Hosting Service is a core service that is included in the Mosaic Platform and will be available by default for every environment. Using this service, you can securely host and scale your own custom Mosaic Services in the Axinom Cloud. We aim to take away the complexity of managing infrastructure, an

Hosting Service

Overview

Hosting Service is a core service that is included in the Mosaic Platform and is enabled by default for every environment. Using this service, you can securely host and scale your own custom Mosaic Services in the cloud. We aim to take away the complexity of managing infrastructure, and let you focus on developing your service.

What resources can be provisioned?

The Hosting Service can provision the following infrastructure resources when you host a new service:

  • Compute resources (CPU, RAM, Disk)

  • Kubernetes configuration artifacts to scale and manage your service

  • PostgreSQL Database & roles with credentials

  • RabbitMQ vhost and user credentials

  • DNS entries for exposed ports with TLS certificates

  • Secure storages for storing service specific secrets

  • Logging and monitoring

The capacity of resources provisioned will depend on the Hosting Plan. You can read more about the different Hosting Plans and their offerings.

What should I prepare to host my service?

The Hosting Service only requires three inputs from you to be able to host your service:

  • The container image of your service

  • (optionally) The packaged micro-frontend artifact of your service if it has any

  • A deployment manifest that describes the configuration of your service backend and frontend

Steps to host a custom service via the Hosting Service

How do I package my service?

To help you to get started with building the service backend, we offer a Dockerfile in the Mosaic Media Template GitHub repository. Feel free to fine-tune it to your needs and use standard docker commands to build and push your container image to a container registry of your choice.

Note
Axinom reserves the right to reject hosting of any service that is deemed to be malicious or harmful to the platform or other services. So if you are unsure about using different base layers for your container image that the one we specify, please get in touch with us.

Once you have your container image built and pushed to your container registry, you can configure the connection to your Container Registry under Hosting Service in the Admin Portal, so that it can be pulled during deployments.

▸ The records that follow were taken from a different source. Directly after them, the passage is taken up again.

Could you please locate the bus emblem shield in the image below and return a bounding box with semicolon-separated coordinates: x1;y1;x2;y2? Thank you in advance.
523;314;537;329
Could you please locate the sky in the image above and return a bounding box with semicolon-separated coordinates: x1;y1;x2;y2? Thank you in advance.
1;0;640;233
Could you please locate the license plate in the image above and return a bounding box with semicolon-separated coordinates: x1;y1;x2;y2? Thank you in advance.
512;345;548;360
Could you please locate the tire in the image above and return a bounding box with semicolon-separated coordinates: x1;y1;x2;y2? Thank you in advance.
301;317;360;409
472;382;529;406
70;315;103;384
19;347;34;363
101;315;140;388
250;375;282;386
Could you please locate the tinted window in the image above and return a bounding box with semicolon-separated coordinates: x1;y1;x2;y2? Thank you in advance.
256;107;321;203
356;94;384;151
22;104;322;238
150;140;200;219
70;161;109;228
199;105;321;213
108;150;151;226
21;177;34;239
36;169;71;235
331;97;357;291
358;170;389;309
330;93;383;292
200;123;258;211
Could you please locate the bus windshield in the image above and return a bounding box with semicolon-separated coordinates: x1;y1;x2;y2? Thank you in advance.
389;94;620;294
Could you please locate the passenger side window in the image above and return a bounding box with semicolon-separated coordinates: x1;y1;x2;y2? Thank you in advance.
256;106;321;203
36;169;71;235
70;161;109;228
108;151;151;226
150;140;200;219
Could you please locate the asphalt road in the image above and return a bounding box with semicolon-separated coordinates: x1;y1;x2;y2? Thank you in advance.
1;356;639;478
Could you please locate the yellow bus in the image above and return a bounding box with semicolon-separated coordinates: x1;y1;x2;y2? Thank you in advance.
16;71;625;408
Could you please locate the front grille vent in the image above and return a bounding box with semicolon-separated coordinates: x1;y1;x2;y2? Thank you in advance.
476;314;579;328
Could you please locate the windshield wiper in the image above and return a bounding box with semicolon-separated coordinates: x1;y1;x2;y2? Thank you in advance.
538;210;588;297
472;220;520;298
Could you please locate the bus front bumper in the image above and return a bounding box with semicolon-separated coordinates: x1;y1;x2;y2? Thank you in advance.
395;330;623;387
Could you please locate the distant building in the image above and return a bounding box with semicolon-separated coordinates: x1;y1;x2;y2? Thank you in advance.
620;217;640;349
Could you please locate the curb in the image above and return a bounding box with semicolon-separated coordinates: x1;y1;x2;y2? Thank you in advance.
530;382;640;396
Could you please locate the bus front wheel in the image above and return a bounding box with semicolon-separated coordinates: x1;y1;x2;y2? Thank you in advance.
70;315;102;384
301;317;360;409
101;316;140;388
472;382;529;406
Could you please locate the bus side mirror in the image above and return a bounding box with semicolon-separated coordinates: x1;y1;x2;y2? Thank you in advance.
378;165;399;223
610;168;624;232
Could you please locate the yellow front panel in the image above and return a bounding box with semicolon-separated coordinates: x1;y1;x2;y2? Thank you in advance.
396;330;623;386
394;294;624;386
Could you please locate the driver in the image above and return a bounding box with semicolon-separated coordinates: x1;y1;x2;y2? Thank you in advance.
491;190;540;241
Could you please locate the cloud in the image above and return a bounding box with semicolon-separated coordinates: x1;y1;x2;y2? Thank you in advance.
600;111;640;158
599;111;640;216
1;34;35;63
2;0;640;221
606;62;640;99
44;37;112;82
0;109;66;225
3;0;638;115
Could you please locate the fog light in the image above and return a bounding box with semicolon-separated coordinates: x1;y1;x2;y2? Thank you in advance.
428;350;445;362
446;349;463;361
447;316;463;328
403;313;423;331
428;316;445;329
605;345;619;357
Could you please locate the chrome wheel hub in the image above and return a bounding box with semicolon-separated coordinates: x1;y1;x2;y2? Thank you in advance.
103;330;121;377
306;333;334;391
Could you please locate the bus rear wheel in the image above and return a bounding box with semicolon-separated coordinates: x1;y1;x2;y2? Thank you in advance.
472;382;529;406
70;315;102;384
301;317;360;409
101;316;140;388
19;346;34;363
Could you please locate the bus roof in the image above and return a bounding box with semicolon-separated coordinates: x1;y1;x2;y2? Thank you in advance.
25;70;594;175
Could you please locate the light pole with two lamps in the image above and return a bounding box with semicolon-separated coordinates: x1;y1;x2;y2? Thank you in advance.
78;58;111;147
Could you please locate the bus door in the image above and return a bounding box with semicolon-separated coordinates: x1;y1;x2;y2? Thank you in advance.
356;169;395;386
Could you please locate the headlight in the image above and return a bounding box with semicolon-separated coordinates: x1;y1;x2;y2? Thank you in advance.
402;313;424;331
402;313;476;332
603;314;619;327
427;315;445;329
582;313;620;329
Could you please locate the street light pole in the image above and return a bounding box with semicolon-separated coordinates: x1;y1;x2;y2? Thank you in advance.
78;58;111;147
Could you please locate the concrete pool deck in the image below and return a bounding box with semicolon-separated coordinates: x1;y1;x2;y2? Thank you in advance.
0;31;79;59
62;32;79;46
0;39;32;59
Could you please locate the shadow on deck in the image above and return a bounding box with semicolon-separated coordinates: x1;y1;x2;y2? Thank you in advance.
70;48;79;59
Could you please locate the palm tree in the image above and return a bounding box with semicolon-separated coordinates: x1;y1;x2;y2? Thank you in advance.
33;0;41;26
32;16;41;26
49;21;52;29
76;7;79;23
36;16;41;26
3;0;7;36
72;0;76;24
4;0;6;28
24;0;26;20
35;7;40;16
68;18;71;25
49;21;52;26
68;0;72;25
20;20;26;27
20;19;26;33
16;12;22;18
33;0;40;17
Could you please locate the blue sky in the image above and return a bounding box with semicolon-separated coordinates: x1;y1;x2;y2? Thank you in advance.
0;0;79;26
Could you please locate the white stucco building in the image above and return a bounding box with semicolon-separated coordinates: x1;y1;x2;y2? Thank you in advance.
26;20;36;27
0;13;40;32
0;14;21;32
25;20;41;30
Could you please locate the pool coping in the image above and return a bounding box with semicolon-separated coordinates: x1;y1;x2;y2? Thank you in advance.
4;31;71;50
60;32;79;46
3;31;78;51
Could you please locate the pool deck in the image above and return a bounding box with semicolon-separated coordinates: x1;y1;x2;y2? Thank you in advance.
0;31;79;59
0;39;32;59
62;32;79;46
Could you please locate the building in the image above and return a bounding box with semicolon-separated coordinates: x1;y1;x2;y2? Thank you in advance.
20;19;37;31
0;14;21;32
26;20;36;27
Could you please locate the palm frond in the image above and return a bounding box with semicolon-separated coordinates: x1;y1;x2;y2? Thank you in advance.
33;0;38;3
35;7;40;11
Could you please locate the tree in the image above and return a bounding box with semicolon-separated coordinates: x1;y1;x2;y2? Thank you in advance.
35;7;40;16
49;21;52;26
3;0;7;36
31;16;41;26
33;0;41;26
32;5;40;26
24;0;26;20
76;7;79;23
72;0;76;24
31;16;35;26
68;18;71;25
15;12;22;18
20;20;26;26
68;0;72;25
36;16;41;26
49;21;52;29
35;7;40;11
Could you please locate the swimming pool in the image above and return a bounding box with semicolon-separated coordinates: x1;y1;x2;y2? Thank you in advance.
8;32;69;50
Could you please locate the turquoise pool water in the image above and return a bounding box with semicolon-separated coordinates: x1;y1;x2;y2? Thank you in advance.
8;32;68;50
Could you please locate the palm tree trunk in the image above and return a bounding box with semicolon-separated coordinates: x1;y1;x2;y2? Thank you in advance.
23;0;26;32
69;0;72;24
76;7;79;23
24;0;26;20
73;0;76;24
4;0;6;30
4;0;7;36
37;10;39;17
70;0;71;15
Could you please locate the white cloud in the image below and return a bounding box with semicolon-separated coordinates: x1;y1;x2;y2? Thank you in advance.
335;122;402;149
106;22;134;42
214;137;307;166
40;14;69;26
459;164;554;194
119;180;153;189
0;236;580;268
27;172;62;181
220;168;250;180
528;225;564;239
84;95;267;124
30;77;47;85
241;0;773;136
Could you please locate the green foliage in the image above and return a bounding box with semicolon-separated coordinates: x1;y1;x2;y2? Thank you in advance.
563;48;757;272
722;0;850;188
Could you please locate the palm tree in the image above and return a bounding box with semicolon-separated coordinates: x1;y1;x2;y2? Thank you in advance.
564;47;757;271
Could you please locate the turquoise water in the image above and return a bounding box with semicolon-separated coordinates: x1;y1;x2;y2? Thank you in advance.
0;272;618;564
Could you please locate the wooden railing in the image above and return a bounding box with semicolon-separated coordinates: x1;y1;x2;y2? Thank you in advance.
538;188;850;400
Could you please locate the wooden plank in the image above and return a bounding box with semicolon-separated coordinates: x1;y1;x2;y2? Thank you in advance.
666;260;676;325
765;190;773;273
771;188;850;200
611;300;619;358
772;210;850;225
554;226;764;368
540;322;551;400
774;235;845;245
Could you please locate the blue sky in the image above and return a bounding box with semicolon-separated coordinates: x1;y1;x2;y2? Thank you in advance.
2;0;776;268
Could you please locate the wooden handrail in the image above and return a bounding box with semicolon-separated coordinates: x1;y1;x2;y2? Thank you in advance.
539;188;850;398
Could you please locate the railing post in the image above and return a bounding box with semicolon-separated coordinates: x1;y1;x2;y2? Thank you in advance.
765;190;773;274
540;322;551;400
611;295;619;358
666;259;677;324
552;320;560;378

If your service also includes a micro-frontend workflow based on the Piral framework, you can package it using the appropriate packaging scripts. To help you get started, we offer a package.json script called build:media-workflows:prod.

Then similar to how you pushed the container image to a container registry, your micro-frontend artifacts can be pushed to the Mosaic Micro-Frontend Service to be pulled during deployments. We offer support to upload the micro-frontend artifacts using our Mosaic-CLI tool.

What is a deployment manifest?

This is a YAML file that describes the configuration of your service backend and frontend (i.e. ENV key-value pairs). It also describes some metadata such as exposed ports and any required Mosaic Service Accounts, so that the Hosting Service can provision the required resources accordingly.

The schema of the deployment manifest is versioned, so we will extend the amount of configuration options available in the future. You can read more details about the deployment manifest.

How do I deploy my service?

Once you have prepared your service artifacts (container image, micro-fe artifact, deployment manifest) to be deployed, you can create a new deployment by supplying the three inputs to the Hosting Service. We offer a UI to do this in the Admin Portal under Hosting Service, as well as CLI support via the Mosaic-CLI tool if you prefer to automate the process.

How can I update my deployed service?

Once a service is deployed, several things on it could be updated. For example, you might want to update the container image of your service, or change the configuration of your service backend and frontend, or update your service micro-fe. To do this, you can create a new deployment with the updated service artifacts. The Hosting Service will then perform a rolling update of your service to the new version.